共依存を一言でいえば、「他者に必要とされることで、自分の存在意義を見い出すこと」となる。共依存の特徴をよく表現している文章を以下に引用する。

 共依存者とは、自己自身に対する過小評価のために、他者に認められることによってしか満足を得られず、そのために他者の好意を得ようとして自己犠牲的な献身を強迫的に行なう傾向のある人のことであり、またその献身は結局のところ、他者の好意を(ひいては他者自身を)コントロールしようという動機に結び付いているために、結果としてその行動が自己中心的、策略的なものになり、しだいにその他者との関係性から離脱できなくなるのである。(加藤篤志)

つまり、自分の内面が空虚で他者の評価を必要とするだけでなく、他者の評価を獲得するために他者を道具として利用する人たちのことをいう。一般的傾向としては、他人の世話を焼きたがる割には、他人に対して不誠実で策謀的な点があげられる。


▼共依存の発見

1970年代の後半にアルコール依存の臨床で発見されたといわれている。以下のようなプロセスがあったとみられている。

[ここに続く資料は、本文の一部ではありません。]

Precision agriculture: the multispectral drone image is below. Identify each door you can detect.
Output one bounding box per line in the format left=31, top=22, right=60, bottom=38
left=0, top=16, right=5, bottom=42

・アルコール依存の回復において、依存者同士のグループセラピー、そして「家族からの隔離」が有効であることがわかった。
・つまり、家族の中に戻ると依存克服が困難であることがわかった。
・その後、ほとんどの臨床ケースにおいて、依存者の家族の中に「依存者への世話に依存している人」が発見され、その人が依存を後押ししてしまっている事実がわかった。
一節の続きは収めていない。